Much of the recent work has focused on conversion from a master-slave arrangement (i.e., where ORCM had a "master" process responsible for scheduling, and "slave" daemons on each node that simply started and monitored local processes) to a peer-based system by removing the "master" process. This has been accomplished by distributing the "master's" responsibilities. Thus, there is no system failure resulting from the loss of any one or more ORCM processes. The system will continue to recover from application failures up until the final node loses power.

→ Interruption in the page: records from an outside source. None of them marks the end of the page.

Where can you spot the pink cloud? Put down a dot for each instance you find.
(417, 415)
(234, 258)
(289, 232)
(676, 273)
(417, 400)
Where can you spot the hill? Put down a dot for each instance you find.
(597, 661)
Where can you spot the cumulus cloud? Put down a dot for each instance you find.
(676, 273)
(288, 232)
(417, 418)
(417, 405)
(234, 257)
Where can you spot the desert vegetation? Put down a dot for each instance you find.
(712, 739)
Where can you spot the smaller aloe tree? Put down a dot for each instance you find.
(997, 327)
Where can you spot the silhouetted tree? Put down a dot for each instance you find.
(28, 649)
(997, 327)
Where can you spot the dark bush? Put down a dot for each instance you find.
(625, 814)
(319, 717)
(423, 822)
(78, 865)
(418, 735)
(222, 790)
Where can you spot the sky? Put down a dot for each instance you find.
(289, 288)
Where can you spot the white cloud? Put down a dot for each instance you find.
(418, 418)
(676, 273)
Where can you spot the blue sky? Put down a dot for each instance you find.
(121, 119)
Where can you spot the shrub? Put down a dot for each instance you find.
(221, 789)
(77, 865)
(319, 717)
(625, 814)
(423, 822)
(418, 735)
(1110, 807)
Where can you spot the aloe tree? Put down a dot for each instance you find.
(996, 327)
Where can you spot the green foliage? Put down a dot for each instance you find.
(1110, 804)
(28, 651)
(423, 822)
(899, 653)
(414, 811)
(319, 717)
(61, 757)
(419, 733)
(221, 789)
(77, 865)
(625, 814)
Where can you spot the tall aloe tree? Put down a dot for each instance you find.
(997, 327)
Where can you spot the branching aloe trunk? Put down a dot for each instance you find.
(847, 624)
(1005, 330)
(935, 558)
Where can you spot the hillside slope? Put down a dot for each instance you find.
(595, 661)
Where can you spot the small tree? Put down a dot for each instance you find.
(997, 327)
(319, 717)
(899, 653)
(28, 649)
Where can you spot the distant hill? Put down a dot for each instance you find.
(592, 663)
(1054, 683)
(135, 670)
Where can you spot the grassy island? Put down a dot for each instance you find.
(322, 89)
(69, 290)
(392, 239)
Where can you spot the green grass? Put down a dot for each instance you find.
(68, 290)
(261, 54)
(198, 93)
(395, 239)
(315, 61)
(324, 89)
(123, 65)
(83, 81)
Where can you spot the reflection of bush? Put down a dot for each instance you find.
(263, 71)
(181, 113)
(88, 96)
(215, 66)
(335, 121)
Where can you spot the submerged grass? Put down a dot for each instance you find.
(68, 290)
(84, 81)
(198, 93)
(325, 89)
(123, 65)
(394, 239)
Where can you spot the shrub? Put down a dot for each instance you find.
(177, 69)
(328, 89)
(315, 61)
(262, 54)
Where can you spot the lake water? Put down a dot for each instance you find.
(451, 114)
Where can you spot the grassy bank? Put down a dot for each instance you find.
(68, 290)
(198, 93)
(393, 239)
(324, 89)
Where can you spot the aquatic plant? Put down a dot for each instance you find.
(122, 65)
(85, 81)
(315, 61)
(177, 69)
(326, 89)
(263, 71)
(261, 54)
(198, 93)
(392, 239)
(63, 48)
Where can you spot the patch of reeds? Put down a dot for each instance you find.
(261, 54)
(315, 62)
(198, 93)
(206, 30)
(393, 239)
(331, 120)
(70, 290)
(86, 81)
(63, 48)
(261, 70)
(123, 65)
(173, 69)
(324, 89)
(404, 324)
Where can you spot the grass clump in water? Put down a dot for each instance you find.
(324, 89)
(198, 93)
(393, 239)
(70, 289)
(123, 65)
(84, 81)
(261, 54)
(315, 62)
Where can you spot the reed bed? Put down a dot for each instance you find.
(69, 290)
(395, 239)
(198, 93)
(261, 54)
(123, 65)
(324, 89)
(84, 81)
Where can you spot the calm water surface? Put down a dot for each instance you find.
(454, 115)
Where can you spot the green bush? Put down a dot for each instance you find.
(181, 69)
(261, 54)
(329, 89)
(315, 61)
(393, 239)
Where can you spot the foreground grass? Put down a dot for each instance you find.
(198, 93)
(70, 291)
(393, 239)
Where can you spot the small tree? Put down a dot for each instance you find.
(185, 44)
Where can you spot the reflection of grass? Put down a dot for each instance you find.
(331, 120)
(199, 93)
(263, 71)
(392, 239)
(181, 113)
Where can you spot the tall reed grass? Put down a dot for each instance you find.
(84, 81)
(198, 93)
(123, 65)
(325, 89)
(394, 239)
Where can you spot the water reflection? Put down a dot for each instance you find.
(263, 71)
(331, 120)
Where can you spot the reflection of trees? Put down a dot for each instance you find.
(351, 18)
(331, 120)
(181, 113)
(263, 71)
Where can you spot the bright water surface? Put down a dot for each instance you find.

It looks like we will not have an interface to a resource manager (e.g., Moab) prior to the initial release. What we will have in its place is the ability for the system to automatically wire itself together as nodes boot, with the ORCM daemon on each node automatically starting as part of the boot procedure. This creates one large system, though it can support multiple simultaneous jobs, each using a portion of the resources. Only limitation is that the resources have to be manually assigned to each job - obviously something that needs to be resolved longer term.
I have been tasked with documenting ORCM over the next couple of months. I have started entering information on the project web site (under the Open MPI web site), and will continue to do so. This will include video-on-demand presentations that describe various aspects of ORCM architecture and operation.
Please feel free to ask questions and/or contribute ideas. Anyone interested in contributing to the effort is welcome!